A good place to start is hypertraps-demos.Rmd, where the basic form of R commands for HyperTraPS, most of the more interesting arguments that can be provided, and several scientific case studies are demonstrated. The expected behaviour for this demonstration is in docs/hypertraps-demos.html. If you don't like R markdown, Scripts/demo-examples.R has much of the same content (though one part relies on some pre-executed content).

Arguments to HyperTraPS

HyperTraPS needs at least a set of observations. This is the only essential input. In R this should take the form of a matrix; on the command line it should be stored in a file. The table below gives other inputs that can be provided, with more technical points appearing in lower sections.

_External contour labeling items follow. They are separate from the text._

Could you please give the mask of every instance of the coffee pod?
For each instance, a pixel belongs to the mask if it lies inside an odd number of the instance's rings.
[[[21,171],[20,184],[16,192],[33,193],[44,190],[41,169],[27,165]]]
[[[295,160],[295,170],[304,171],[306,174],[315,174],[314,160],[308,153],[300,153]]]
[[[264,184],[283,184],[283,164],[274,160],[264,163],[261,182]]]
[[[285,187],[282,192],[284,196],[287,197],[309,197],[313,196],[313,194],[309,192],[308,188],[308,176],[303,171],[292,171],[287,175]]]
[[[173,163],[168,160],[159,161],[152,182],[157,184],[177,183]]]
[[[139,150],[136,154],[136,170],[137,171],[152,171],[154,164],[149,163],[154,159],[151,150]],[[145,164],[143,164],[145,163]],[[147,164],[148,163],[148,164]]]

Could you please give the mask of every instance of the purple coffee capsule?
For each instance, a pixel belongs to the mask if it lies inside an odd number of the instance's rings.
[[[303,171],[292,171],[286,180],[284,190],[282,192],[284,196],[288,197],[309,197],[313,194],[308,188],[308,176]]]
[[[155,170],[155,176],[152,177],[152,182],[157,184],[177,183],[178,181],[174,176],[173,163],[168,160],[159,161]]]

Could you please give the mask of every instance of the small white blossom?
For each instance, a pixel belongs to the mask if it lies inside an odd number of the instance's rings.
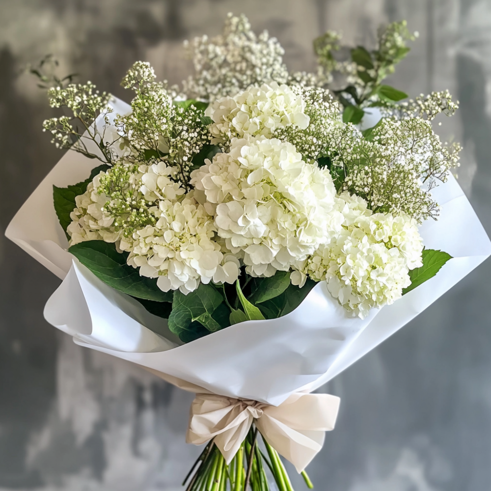
[[[220,143],[246,135],[270,138],[276,130],[291,125],[304,130],[310,121],[305,107],[299,94],[287,85],[272,82],[218,99],[205,113],[214,121],[209,128],[214,140]]]
[[[104,193],[98,191],[101,172],[89,183],[87,191],[75,197],[76,207],[70,214],[71,223],[67,228],[70,246],[85,241],[103,240],[115,242],[119,240],[121,231],[113,226],[113,217],[104,207],[109,200]]]

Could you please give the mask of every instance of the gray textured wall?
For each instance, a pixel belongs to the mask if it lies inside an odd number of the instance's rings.
[[[407,19],[421,35],[393,81],[460,99],[439,130],[464,144],[461,184],[491,232],[489,0],[0,0],[0,231],[60,156],[26,63],[54,53],[62,73],[124,97],[136,59],[180,81],[182,40],[218,33],[229,11],[277,36],[292,69],[313,67],[327,28],[369,43],[381,22]],[[319,491],[491,489],[490,273],[488,261],[323,388],[343,402],[309,467]],[[48,326],[58,283],[0,234],[0,491],[180,489],[199,452],[184,441],[191,397]]]

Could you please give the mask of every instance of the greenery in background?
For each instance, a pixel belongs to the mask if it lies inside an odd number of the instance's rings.
[[[392,107],[408,97],[382,82],[409,52],[406,42],[415,37],[405,21],[393,22],[379,30],[375,49],[369,51],[359,46],[351,49],[351,63],[336,60],[335,53],[341,47],[339,35],[328,31],[314,40],[319,65],[326,72],[344,73],[348,81],[346,86],[333,91],[344,108],[344,122],[357,124],[363,117],[364,108]]]

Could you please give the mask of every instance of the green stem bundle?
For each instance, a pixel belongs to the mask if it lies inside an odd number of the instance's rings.
[[[210,441],[183,483],[183,486],[189,483],[186,491],[270,491],[267,470],[278,491],[294,491],[278,452],[263,437],[265,455],[260,448],[258,436],[257,428],[253,426],[228,464],[213,441]],[[305,471],[301,475],[312,489],[313,485]]]

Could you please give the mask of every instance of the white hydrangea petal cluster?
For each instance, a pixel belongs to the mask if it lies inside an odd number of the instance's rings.
[[[214,240],[213,217],[173,181],[175,169],[159,162],[124,165],[101,172],[76,198],[68,232],[70,245],[84,241],[118,242],[130,252],[128,264],[142,276],[158,277],[161,289],[193,291],[200,282],[233,283],[240,274],[239,259]],[[114,179],[111,183],[111,179]],[[124,194],[108,196],[108,187],[124,188]],[[125,199],[126,198],[126,199]],[[131,210],[131,205],[145,208]],[[144,224],[150,222],[151,224]],[[115,224],[116,223],[119,225]]]
[[[143,164],[138,170],[141,173],[139,191],[147,201],[175,200],[186,192],[184,188],[170,178],[175,174],[175,169],[164,162],[161,161],[149,165]]]
[[[422,266],[422,241],[408,216],[372,214],[359,197],[340,197],[345,217],[340,233],[321,246],[292,280],[299,283],[304,275],[325,280],[340,303],[363,319],[370,309],[401,298],[411,283],[409,271]]]
[[[291,143],[234,138],[228,153],[205,163],[191,183],[216,205],[218,235],[243,252],[252,276],[288,271],[341,230],[329,171],[303,162]]]
[[[130,252],[128,264],[139,268],[142,276],[158,278],[157,285],[164,291],[179,289],[185,295],[200,282],[235,282],[239,260],[222,253],[213,240],[213,218],[192,192],[182,201],[161,199],[152,211],[155,224],[122,239],[119,245]]]
[[[114,217],[104,210],[109,198],[98,191],[99,180],[104,175],[101,172],[96,176],[85,192],[75,197],[76,207],[70,214],[72,221],[67,228],[70,246],[85,241],[115,242],[121,236],[121,231],[113,226]]]
[[[292,125],[304,130],[310,121],[305,109],[300,95],[284,84],[272,82],[219,99],[205,114],[214,122],[209,127],[212,142],[221,143],[246,135],[270,138],[275,130]]]

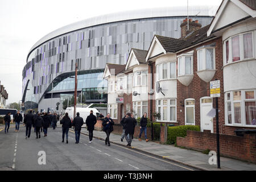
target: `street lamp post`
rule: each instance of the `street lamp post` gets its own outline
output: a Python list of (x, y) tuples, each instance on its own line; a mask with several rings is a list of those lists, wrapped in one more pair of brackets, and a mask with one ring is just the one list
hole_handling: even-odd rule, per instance
[(77, 60), (76, 60), (76, 71), (75, 73), (75, 101), (74, 101), (74, 115), (73, 119), (75, 119), (75, 117), (76, 116), (76, 95), (77, 91)]

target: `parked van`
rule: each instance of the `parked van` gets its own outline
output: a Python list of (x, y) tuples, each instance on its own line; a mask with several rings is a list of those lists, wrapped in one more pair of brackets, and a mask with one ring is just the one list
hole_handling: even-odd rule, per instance
[[(87, 117), (90, 115), (90, 111), (92, 110), (93, 111), (93, 114), (97, 117), (100, 115), (100, 113), (95, 108), (89, 108), (89, 107), (76, 107), (76, 113), (79, 112), (80, 113), (80, 117), (82, 117), (84, 119), (84, 123), (85, 123), (85, 121), (87, 118)], [(74, 107), (67, 107), (65, 113), (68, 113), (68, 116), (71, 119), (73, 119), (74, 116)], [(76, 116), (76, 113), (75, 116)]]

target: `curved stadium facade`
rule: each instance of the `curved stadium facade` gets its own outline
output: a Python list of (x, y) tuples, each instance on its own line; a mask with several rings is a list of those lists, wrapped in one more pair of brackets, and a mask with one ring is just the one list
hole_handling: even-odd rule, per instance
[[(216, 10), (190, 7), (189, 18), (204, 27)], [(71, 76), (76, 61), (78, 97), (84, 96), (82, 102), (86, 104), (107, 103), (108, 83), (102, 79), (106, 64), (125, 64), (130, 49), (147, 50), (154, 35), (180, 38), (180, 25), (186, 16), (187, 7), (137, 10), (85, 19), (48, 34), (27, 55), (22, 72), (24, 110), (55, 109), (59, 102), (61, 112), (63, 101), (74, 94), (75, 78)]]

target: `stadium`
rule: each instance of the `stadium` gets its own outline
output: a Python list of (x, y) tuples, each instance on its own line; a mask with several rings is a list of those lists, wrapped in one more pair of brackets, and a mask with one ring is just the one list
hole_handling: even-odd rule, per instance
[[(62, 113), (75, 92), (77, 62), (78, 104), (107, 103), (106, 63), (125, 64), (132, 48), (147, 50), (154, 35), (179, 38), (188, 15), (202, 27), (217, 7), (154, 8), (114, 13), (76, 22), (49, 33), (30, 50), (22, 72), (23, 110)], [(73, 76), (73, 77), (72, 77)], [(59, 102), (57, 110), (56, 104)]]

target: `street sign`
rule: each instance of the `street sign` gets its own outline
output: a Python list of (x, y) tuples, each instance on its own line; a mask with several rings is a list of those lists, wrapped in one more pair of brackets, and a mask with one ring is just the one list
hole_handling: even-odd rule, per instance
[(220, 80), (215, 80), (210, 82), (210, 97), (220, 97)]
[(123, 97), (117, 97), (116, 101), (117, 103), (123, 103)]

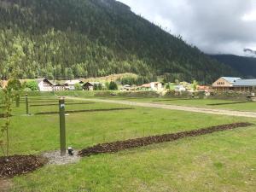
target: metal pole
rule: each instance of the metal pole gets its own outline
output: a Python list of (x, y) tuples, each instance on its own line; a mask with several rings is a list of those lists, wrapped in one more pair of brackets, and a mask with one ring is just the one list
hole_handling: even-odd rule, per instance
[(65, 100), (59, 100), (60, 107), (60, 142), (61, 142), (61, 155), (66, 155), (66, 124), (65, 124)]
[(26, 94), (26, 113), (28, 113), (28, 98), (27, 98), (27, 94)]

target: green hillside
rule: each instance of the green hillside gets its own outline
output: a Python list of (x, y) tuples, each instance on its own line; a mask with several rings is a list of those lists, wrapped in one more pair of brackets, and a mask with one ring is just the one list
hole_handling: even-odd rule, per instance
[(212, 55), (218, 61), (230, 66), (245, 78), (256, 78), (256, 58), (234, 55)]
[(211, 83), (236, 74), (114, 0), (0, 0), (1, 79), (12, 62), (23, 79), (134, 73)]

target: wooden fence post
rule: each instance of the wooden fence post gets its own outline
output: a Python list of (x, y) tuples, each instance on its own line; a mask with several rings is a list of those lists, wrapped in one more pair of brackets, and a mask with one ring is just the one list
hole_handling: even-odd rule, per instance
[(66, 122), (65, 122), (65, 100), (59, 100), (60, 107), (60, 143), (61, 143), (61, 155), (66, 155)]

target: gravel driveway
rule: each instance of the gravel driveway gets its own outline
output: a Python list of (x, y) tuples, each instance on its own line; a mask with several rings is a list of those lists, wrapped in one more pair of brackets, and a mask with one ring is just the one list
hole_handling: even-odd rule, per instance
[(76, 101), (91, 101), (91, 102), (108, 102), (108, 103), (137, 106), (137, 107), (144, 107), (144, 108), (165, 108), (165, 109), (210, 113), (210, 114), (223, 114), (223, 115), (230, 115), (230, 116), (256, 118), (256, 113), (253, 112), (212, 109), (212, 108), (195, 108), (195, 107), (183, 107), (183, 106), (177, 106), (177, 105), (156, 104), (156, 103), (150, 103), (150, 102), (137, 102), (108, 100), (108, 99), (95, 99), (95, 98), (85, 99), (85, 98), (71, 97), (71, 96), (67, 96), (66, 98), (76, 100)]

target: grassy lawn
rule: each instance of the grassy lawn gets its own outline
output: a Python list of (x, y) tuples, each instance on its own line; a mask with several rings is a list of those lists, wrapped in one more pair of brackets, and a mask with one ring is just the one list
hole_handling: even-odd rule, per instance
[[(39, 101), (38, 98), (31, 101)], [(109, 103), (67, 102), (67, 110), (127, 108)], [(45, 106), (31, 107), (30, 112), (58, 111), (58, 106), (47, 106), (48, 103), (56, 102), (33, 103)], [(12, 117), (11, 154), (39, 154), (58, 149), (58, 115), (28, 117), (24, 113), (24, 103), (13, 112), (15, 116)], [(233, 122), (256, 123), (253, 119), (137, 107), (130, 110), (70, 113), (66, 118), (67, 143), (77, 149), (103, 142)], [(255, 191), (255, 130), (253, 125), (83, 158), (73, 165), (45, 166), (15, 177), (12, 191)]]
[[(86, 96), (86, 97), (91, 98), (91, 96)], [(216, 108), (216, 109), (256, 112), (255, 102), (239, 102), (239, 101), (218, 100), (218, 99), (135, 98), (135, 97), (129, 98), (129, 97), (118, 97), (118, 96), (98, 97), (98, 98), (188, 106), (188, 107), (196, 107), (196, 108)], [(214, 105), (214, 104), (218, 104), (218, 105)]]

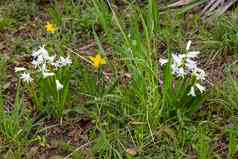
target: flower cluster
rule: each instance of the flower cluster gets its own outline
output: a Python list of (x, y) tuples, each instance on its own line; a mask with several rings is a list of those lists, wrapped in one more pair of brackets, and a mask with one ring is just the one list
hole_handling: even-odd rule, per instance
[[(56, 55), (49, 56), (48, 51), (44, 47), (40, 47), (38, 50), (33, 51), (32, 53), (32, 65), (37, 72), (40, 72), (42, 77), (48, 78), (51, 76), (55, 76), (55, 71), (61, 67), (71, 65), (72, 61), (69, 57), (60, 56), (58, 59)], [(20, 75), (20, 79), (23, 82), (31, 83), (33, 78), (29, 71), (27, 71), (24, 67), (15, 67), (15, 72), (22, 72)], [(63, 85), (59, 80), (55, 80), (57, 90), (63, 88)]]
[(47, 22), (45, 28), (48, 33), (55, 33), (55, 31), (56, 31), (56, 27), (54, 26), (54, 24), (52, 24), (50, 22)]
[[(188, 41), (186, 47), (186, 53), (172, 54), (172, 61), (171, 61), (171, 69), (172, 73), (176, 77), (184, 78), (185, 76), (193, 76), (195, 77), (196, 81), (191, 87), (188, 95), (196, 96), (195, 89), (197, 88), (201, 93), (205, 91), (205, 87), (202, 86), (199, 82), (205, 80), (206, 73), (204, 70), (200, 69), (197, 65), (197, 62), (194, 61), (194, 58), (200, 53), (199, 51), (189, 51), (191, 46), (191, 41)], [(168, 59), (160, 59), (159, 60), (161, 66), (165, 65), (169, 62)]]

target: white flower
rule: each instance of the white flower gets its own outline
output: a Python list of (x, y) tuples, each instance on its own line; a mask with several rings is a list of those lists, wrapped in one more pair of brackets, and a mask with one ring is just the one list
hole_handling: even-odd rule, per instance
[(189, 41), (188, 41), (188, 43), (187, 43), (187, 46), (186, 46), (186, 50), (187, 50), (187, 51), (189, 50), (189, 48), (190, 48), (191, 44), (192, 44), (192, 41), (191, 41), (191, 40), (189, 40)]
[(163, 66), (164, 64), (168, 63), (168, 59), (159, 59), (160, 65)]
[(176, 65), (181, 65), (183, 61), (182, 55), (179, 54), (172, 54), (173, 61)]
[(195, 75), (197, 80), (205, 80), (206, 79), (205, 71), (200, 68), (194, 69), (193, 74)]
[(33, 81), (33, 79), (31, 78), (31, 75), (26, 72), (21, 74), (20, 79), (22, 79), (26, 83), (31, 83)]
[(187, 59), (185, 65), (189, 71), (193, 71), (197, 68), (197, 63), (191, 59)]
[(60, 63), (61, 63), (61, 66), (71, 65), (72, 60), (69, 57), (64, 58), (60, 56)]
[(196, 83), (195, 86), (198, 88), (198, 90), (199, 90), (201, 93), (203, 93), (203, 92), (206, 90), (206, 88), (203, 87), (202, 85), (200, 85), (199, 83)]
[(195, 89), (194, 89), (194, 87), (193, 87), (193, 86), (190, 88), (190, 91), (189, 91), (189, 93), (188, 93), (187, 95), (188, 95), (188, 96), (193, 96), (193, 97), (196, 97), (196, 94), (195, 94)]
[(49, 57), (48, 51), (44, 47), (40, 47), (37, 51), (33, 51), (32, 53), (33, 58), (38, 58), (42, 56), (44, 59)]
[(39, 71), (41, 71), (43, 73), (43, 72), (48, 72), (49, 70), (47, 69), (47, 66), (44, 63), (41, 65), (41, 67), (39, 67)]
[(64, 88), (64, 86), (59, 82), (59, 80), (56, 80), (55, 83), (56, 83), (56, 89), (57, 90), (61, 90), (61, 89)]
[(42, 75), (43, 75), (43, 78), (47, 78), (47, 77), (50, 77), (50, 76), (54, 76), (55, 73), (53, 73), (53, 72), (42, 72)]
[(183, 67), (178, 67), (177, 65), (172, 64), (171, 68), (172, 68), (172, 73), (174, 75), (176, 75), (177, 77), (183, 77), (184, 78), (184, 76), (187, 74)]
[(63, 67), (71, 64), (72, 60), (69, 57), (64, 58), (62, 56), (60, 56), (60, 59), (57, 60), (55, 63), (52, 63), (52, 65), (55, 67)]
[(15, 72), (21, 72), (21, 71), (25, 71), (26, 68), (25, 67), (15, 67)]
[(54, 63), (55, 57), (56, 57), (56, 55), (53, 55), (53, 56), (49, 56), (49, 57), (48, 57), (47, 60), (49, 61), (50, 64)]

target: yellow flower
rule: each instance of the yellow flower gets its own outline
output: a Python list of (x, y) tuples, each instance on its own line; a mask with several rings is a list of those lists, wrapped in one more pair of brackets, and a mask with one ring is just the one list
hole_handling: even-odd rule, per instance
[(95, 57), (90, 56), (89, 59), (92, 61), (92, 64), (96, 69), (98, 69), (100, 65), (106, 64), (106, 60), (102, 58), (99, 54), (97, 54)]
[(54, 24), (51, 24), (50, 22), (47, 22), (45, 28), (48, 33), (54, 33), (56, 31), (56, 27), (54, 26)]

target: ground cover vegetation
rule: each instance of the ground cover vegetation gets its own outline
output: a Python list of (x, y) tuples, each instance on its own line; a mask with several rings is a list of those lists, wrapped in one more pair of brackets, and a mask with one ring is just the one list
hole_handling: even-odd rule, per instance
[(237, 158), (236, 5), (1, 1), (0, 158)]

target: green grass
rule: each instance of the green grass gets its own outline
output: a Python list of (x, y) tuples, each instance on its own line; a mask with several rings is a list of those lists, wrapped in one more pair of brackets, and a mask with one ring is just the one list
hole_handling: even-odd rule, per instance
[[(0, 29), (5, 33), (30, 27), (34, 36), (6, 32), (13, 54), (0, 60), (0, 156), (36, 158), (47, 151), (75, 159), (237, 155), (237, 70), (224, 74), (220, 85), (208, 85), (204, 94), (196, 90), (196, 97), (187, 96), (196, 79), (171, 72), (172, 54), (187, 53), (190, 39), (190, 50), (202, 54), (197, 61), (234, 54), (236, 28), (230, 16), (205, 25), (196, 14), (161, 13), (156, 0), (144, 5), (103, 0), (63, 5), (14, 2), (1, 4), (11, 10), (1, 19)], [(29, 21), (29, 15), (36, 19)], [(56, 26), (55, 33), (47, 33), (47, 21)], [(30, 64), (32, 50), (43, 45), (50, 55), (70, 56), (72, 65), (57, 70), (50, 66), (56, 75), (43, 79)], [(92, 52), (106, 64), (95, 68)], [(169, 62), (161, 67), (160, 58)], [(234, 61), (228, 66), (235, 67)], [(21, 72), (12, 71), (15, 66), (26, 67), (34, 82), (19, 80)], [(64, 85), (62, 91), (56, 90), (56, 79)], [(18, 88), (16, 96), (8, 93), (12, 87)], [(11, 103), (9, 112), (6, 103)], [(32, 152), (33, 145), (39, 152)]]

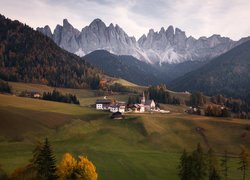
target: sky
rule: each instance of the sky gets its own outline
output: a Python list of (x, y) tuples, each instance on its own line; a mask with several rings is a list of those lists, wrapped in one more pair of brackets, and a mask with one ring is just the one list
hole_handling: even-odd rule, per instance
[(0, 0), (0, 13), (52, 31), (65, 18), (79, 30), (100, 18), (136, 39), (169, 25), (195, 38), (250, 36), (250, 0)]

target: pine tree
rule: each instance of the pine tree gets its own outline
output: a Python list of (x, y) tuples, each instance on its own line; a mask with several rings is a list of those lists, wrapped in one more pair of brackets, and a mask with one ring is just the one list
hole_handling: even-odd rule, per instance
[(243, 172), (243, 180), (246, 179), (246, 171), (249, 168), (249, 153), (247, 148), (242, 145), (241, 147), (241, 152), (240, 152), (240, 162), (239, 165), (240, 167), (238, 168), (239, 170), (241, 170)]
[(184, 150), (179, 165), (179, 177), (181, 180), (190, 180), (192, 178), (192, 161), (191, 157)]
[(56, 160), (53, 155), (48, 138), (45, 138), (42, 147), (37, 147), (34, 153), (34, 165), (38, 179), (53, 180), (56, 176)]
[(207, 175), (207, 165), (200, 143), (198, 143), (197, 149), (192, 154), (192, 163), (192, 167), (194, 170), (194, 179), (205, 179)]
[(208, 151), (208, 176), (209, 180), (221, 179), (219, 174), (219, 163), (211, 148)]
[(225, 180), (227, 180), (228, 177), (228, 161), (229, 161), (228, 152), (225, 150), (223, 158), (221, 160), (222, 173)]

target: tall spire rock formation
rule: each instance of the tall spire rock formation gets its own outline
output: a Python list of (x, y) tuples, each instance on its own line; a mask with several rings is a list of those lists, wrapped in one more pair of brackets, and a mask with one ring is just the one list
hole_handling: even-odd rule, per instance
[(217, 57), (249, 38), (233, 41), (220, 35), (211, 37), (187, 37), (179, 28), (162, 27), (159, 32), (150, 29), (138, 41), (130, 37), (118, 25), (109, 26), (101, 19), (95, 19), (81, 31), (75, 29), (67, 19), (57, 25), (54, 33), (48, 26), (37, 28), (52, 38), (61, 48), (84, 56), (95, 50), (107, 50), (117, 55), (132, 55), (150, 64), (178, 64), (186, 61), (205, 61)]

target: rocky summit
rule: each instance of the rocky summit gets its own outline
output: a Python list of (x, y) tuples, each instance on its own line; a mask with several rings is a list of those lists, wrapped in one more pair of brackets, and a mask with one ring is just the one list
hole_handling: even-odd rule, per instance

Argument	R	Command-line	Default
Input data	obs=matrix	--obs filename	None (required)
Timings and initial states:
Precursor states	initialstates=matrix	--initialstates filename	None; on command line can also be specified as odd-element rows in "Input data"
Time window start	starttimes=vector	--times filename	0
Time window end	endtimes=vector	--endtimes filename	starttimes if present (i.e. precisely specified times); otherwise Inf
More technical content:
Prior mins and maxs	priors=matrix	--priors filename	-10 to 10 in log space for each parameter (i.e. very broad range over orders of magnitude)
Model structure	model=N	--model N	2
Number of walkers	walkers=N	--walkers N	200
Inference chain length	length=N	--length N	3
Perturbation kernel	kernel=N	--kernel N	5
Random seed	seed=N	--seed N	1
Gains (0) or losses (1)	losses=N	--losses N	0
Use APM (0/1)	apm=N	--apm	0
Use SA (0/1)	sa=N	--sa	0
Use SGD (0/1)	sgd=N	--sgd	0
Use PLI (0/1)	pli=N	--pli	0
Gap between samples	samplegap=N	(not available yet)	1e3 (>1e4 steps) or 1e2 (>1e2 steps)
Regularisation by penalised likelihood	penalty=X	--penalty X	0 (controls penalty per non-zero parameter)
Regularisation by LASSO	lasso=X	(not available yet)	0 (controls lambda, LASSO penalty for absolute parameter values)
Number of simulations per parameter sample	samples_per_row=N	(not available yet)	10 (number of samples to use for each parameter set when simulating routes and times for output)
Stepwise regularise model after best parameterisation (0/1)	regularise=N	--regularise	0
Transition format observations	(not available)	--transitionformat	(off)
Output exact transitions (0/1)	output_transitions=N	--outputtransitions N	Switched off for L > 15 to avoid large output; consider switching off for CT

So some example calls are (see the various demo scripts for more):

Task	R	Command-line
Run HyperTraPS with default settings	HyperTraPS(matrix)	./hypertraps.ce --obs filename
Run HyperTraPS-CT with default settings	HyperTraPS(matrix, starttimes=vector, endtimes=vector)	./hypertraps.ce --obs filename --times filename --endtimes filename
Run HyperTraPS with all-edges model and regularise by penalised likelihood	HyperTraPS(matrix, model=-1, penalty=1)	./hypertraps.ce --obs filename --model -1 --penalty 1
Run HyperTraPS with all-edges model, then stepwise regularise	HyperTraPS(matrix, model=-1, regularise=1)	./hypertraps.ce --obs filename --model -1 --regularise

Visualising and using output

The various outputs of HyperTraPS can be used in the R plotting functions below, which summarise (amongst other things) the numerical behaviour of the inference processes, the ordering and timings (where appropriate) of feature acquisitions, the structure of the learned hypercubic transition network, and any outputs from regularisation. *To start, plotHypercube.summary gives an overview of what we've learned. All of these except plotHypercube.prediction take a fitted model -- the output of HyperTraPS -- as a required argument, and may take other options as the table describes. plotHypercube.prediction takes a required argument that is the output of prediction functions described below.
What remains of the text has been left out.